Maggie glanced up at him, then looked at the closed door, then studied the room as if she was disappointed. Her nose sniffed and twitched.

“Make yourself at home. I’ll get your stuff.”

Getting her stuff took two trips. He brought in her collapsible crate and sleeping pad first, then the metal food and water bowls, and a twenty-pound bag of kibble. These things were provided by the K-9 Platoon, but Scott figured to pick up some toys and treats on his own. When he got back with the first load, she was lying under the dining table as he had seen her in the LAPD run—on her belly, feet out in front, head on the floor between her feet, watching him.

“How’re you doing? You like it under there?”

He was hoping for a tail thump, but all she did was watch him.

Orso called as Scott was heading out the door.

“You want to see what we have, can you get in here tomorrow morning?”

Scott thought about Leland’s scowl.

“I’m working the dog in the morning. How about late morning, just before lunch? Eleven or eleven- thirty.”
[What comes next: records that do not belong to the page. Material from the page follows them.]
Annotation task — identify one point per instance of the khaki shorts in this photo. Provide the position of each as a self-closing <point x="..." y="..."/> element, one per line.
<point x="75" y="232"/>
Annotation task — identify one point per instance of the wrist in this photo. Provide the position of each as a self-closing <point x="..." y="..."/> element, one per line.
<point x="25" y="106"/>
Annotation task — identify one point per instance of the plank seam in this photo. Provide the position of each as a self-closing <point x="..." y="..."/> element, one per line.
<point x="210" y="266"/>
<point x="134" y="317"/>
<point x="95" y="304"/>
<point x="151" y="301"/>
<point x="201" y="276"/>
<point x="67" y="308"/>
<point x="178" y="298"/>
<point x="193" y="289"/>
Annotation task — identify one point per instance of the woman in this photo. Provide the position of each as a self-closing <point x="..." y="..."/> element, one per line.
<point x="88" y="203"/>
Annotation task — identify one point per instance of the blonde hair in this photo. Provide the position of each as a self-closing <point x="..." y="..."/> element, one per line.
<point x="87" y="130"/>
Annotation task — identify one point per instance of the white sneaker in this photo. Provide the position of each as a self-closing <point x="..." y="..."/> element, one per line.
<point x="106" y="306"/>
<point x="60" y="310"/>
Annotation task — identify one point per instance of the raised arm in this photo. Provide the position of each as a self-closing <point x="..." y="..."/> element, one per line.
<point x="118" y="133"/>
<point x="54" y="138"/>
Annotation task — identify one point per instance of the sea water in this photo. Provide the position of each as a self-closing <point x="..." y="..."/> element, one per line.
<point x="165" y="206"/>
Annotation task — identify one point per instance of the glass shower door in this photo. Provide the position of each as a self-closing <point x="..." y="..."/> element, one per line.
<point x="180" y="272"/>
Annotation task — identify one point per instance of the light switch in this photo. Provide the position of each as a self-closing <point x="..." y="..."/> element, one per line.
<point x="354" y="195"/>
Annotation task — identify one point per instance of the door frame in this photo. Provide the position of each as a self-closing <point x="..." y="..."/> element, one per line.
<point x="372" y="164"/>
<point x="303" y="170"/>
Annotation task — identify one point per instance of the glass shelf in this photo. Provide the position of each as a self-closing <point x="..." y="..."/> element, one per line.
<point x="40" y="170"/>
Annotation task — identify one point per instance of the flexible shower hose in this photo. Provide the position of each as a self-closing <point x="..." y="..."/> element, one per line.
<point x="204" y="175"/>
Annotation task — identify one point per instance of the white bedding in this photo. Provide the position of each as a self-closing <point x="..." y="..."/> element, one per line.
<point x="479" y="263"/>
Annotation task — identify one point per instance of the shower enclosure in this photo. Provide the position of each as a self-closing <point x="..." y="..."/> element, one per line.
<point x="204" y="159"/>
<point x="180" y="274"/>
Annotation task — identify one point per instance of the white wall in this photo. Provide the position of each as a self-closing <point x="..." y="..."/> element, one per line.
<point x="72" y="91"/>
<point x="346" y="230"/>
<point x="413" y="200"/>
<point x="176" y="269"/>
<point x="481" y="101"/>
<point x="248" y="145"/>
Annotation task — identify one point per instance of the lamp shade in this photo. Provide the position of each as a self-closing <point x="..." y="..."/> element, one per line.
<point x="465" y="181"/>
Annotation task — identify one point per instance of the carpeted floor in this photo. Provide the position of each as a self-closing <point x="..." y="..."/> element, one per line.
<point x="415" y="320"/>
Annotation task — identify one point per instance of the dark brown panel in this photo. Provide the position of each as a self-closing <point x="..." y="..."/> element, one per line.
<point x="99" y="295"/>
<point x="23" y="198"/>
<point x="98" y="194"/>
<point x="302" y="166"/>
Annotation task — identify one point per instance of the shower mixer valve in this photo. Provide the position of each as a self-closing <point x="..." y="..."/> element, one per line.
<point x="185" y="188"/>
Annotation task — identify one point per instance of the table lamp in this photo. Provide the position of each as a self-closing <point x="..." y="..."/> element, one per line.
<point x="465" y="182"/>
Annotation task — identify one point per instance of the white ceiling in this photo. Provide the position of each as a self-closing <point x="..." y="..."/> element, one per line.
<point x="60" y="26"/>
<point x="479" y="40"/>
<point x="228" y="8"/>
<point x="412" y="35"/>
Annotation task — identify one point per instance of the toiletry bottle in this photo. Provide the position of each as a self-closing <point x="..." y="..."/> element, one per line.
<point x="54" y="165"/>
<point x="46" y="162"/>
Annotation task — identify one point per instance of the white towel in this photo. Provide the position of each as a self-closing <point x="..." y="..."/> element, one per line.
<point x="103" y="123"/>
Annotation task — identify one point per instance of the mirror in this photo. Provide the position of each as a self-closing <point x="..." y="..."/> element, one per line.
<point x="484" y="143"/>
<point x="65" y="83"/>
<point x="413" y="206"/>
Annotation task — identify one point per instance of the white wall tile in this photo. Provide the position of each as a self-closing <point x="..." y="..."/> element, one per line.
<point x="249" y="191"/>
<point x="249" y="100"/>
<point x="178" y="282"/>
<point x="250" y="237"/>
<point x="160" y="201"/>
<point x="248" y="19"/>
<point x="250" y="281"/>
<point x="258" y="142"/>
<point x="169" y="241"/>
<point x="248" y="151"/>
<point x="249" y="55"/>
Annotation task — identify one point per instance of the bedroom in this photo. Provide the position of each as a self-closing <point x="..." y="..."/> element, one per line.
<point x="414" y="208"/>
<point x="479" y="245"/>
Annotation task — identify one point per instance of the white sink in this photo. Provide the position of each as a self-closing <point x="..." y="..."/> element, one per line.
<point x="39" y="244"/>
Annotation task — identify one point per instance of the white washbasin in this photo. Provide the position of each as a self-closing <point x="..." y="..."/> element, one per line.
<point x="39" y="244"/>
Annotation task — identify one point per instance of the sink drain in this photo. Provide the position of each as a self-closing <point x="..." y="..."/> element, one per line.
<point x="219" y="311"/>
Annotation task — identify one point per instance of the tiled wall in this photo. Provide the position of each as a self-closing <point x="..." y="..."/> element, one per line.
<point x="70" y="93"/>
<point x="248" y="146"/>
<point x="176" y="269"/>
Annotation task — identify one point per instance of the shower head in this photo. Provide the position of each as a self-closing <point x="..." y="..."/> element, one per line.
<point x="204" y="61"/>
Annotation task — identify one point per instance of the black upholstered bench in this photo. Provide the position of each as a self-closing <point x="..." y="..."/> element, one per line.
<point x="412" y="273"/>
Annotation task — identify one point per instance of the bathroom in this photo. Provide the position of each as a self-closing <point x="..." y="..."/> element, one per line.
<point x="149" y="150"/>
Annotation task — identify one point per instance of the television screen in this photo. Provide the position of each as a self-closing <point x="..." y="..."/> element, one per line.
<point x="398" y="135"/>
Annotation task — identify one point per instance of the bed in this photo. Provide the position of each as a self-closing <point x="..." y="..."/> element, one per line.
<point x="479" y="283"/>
“Shoot for eleven. If we get a call-out, I’ll text you.”

“Great. Thanks.”

Scott figured he could leave the dog in Glendale when he split for the Boat.

When he got back with the food and bowls, Maggie was still under the table. He put her bowls in the kitchen, filled one with water, the other with food, but she showed no interest in either.

Scott had figured he would set up her crate in his bedroom, but he put it beside the table. She seemed to be comfortable there, and now he wondered if she had bothered to cruise through his bedroom and bath. Maybe her nose told her everything she needed to know.

As soon as he had the crate up, she slinked from under the table and into the crate.

“I have to put the pad in. C’mon, get out.”

Scott stepped back, and gave her the command.

“Come. Come, Maggie. Here.”

She stared at him.

“Come.”

Didn’t move.

Scott knelt at the crate’s mouth, let her smell his hand, and slowly reached for her collar. She growled. Scott pulled back and stepped away.

“Okay. Forget the pad.”

He dropped the pad on the floor beside the crate, then went into his bedroom to change. He took off his uniform, grabbed a quick shower, then pulled on jeans and a T-shirt from Henry’s Tacos. Even pulling the T-shirt over his head hurt like a sonofabitch, and made his eyes water.

When he was hanging his uniform in the closet, he noticed his old tennis stuff in a faded gym bag, and found an unopened can of bright green tennis balls. He popped the tab on the can, and took a ball so fresh and bright it almost glowed.

Scott went to the door and tossed it into the living room. It bounced across the floor, hit the far wall, and rolled to a stop. Maggie charged from her crate, scrambled to the ball, and touched her nose to it. Her ears were cocked forward and her tail was straight up. Scott thought he had found a toy for her, but then her ears went down and her tail dropped. She seemed to shrink. She looked left, then right, as if looking for something, then went back into her crate.

Scott walked to the ball, and studied the dog. Belly down, feet out in front, head between her feet. Watching him.

He toed the ball to the wall hard enough to bounce it back.